I’d like to invite all in Singapore to a free event on the Tuesday 25th at 7.30pm: Integral Mindfulness –Co-creating Professional Success and Personal Wellbeing within Organizations and Leaders . Also, if you know people in companies and organizations who you think may be interested in bringing mindfulness training into their setup, do feel free to pass the invitation onto them!

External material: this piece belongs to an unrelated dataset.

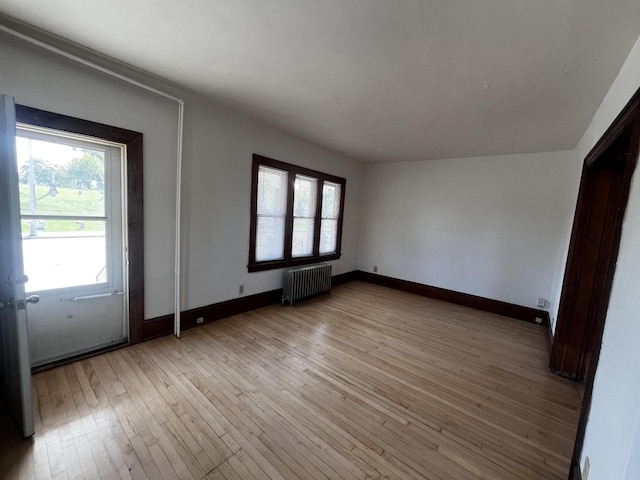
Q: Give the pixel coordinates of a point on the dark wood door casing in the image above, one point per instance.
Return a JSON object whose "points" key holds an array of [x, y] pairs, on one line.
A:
{"points": [[135, 209], [592, 257], [594, 252]]}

Yours in the spirit of simple and good,
Toby
Upcoming Courses at Integral Meditation Asia in November:
Still on promotion price until Tuesday 28th October – The Meditation for Creating a Mind of Ease Online Course
Tuesday 25th November, 7.30-9pm – Evening event – Integral Mindfulness –Co-creating Professional Success and Personal Wellbeing within Organizations and Leaders
Sun 30th Nov, 9.30am-12.30pm – Living Life From Your Inner Center – Meditations for Going With the Flow of the Present Moment
Sun 30th Nov, 2pm-5pm – Finding Freedom From What Holds You Back in Life: Practical Meditations And Techniques For Working With your Shadow-Self – A Three Hour Workshop
Simple and Bad, Simple and Good
You may have heard the story about the way a great poet evolves:
First his/her poetry is simple and bad,
Then it is complicated and bad,
Then it becomes complicated and good,
Finally at the level of mastery it becomes simple and good.
If you want to develop your meditation and mindfulness practice it is also like this. The key is to recognize that that way to become a great meditator is to accept and enjoy being a bad meditator so that organically over time you become a good one, and eventually a master.

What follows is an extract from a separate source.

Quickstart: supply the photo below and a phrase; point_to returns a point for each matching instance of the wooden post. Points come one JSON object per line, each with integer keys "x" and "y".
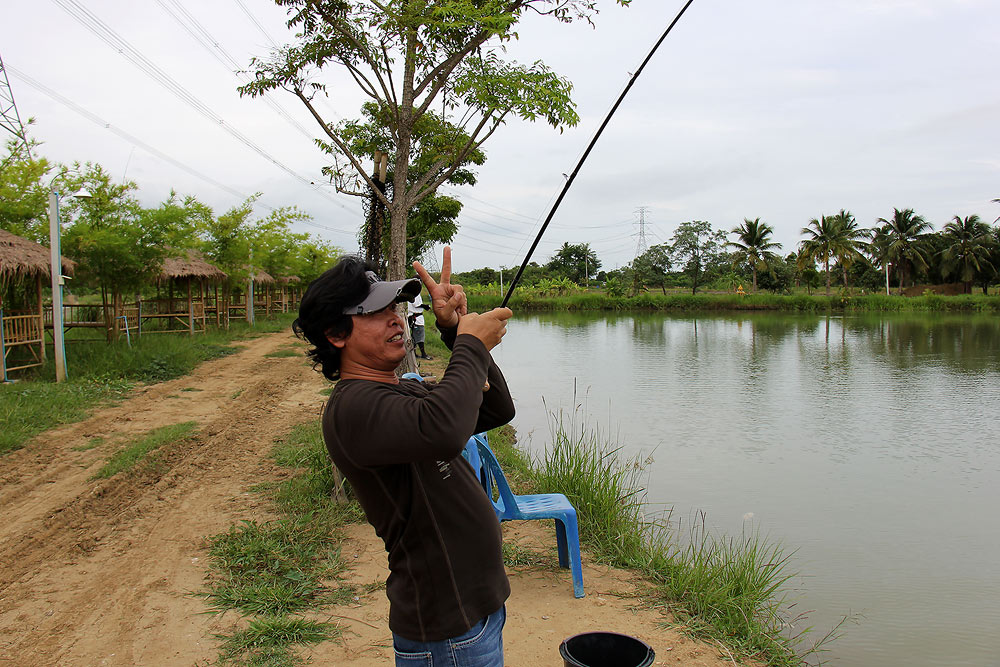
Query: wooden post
{"x": 41, "y": 314}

Of course this is a way of approaching any task in life. When I first started trying to run a business as an ex-monk and ex-artist I was simple and bad at it, then I was more complicated but still quite bad! Now I occasionally peak to the complicated and good level, with occasional ‘zen moments’ of good simplicity, rapidly lost!
If I could pick a skill that I would like to pass onto my daughter as she grows up, I think the skill of learning to be simple and bad, but then to persist and be happy to fail well and learn would be in the top three. If she has this skill she can become good at whatever she wants, and success in one form or another will be, as a result difficult, to avoid. If she has this, she will be fine.
Because I have this skill of being mindfully happy to be simple and bad whenever necessary, I know ultimately I’ll be fine, and in all probability successful in my chosen endeavours.
If you have it you probably will be too.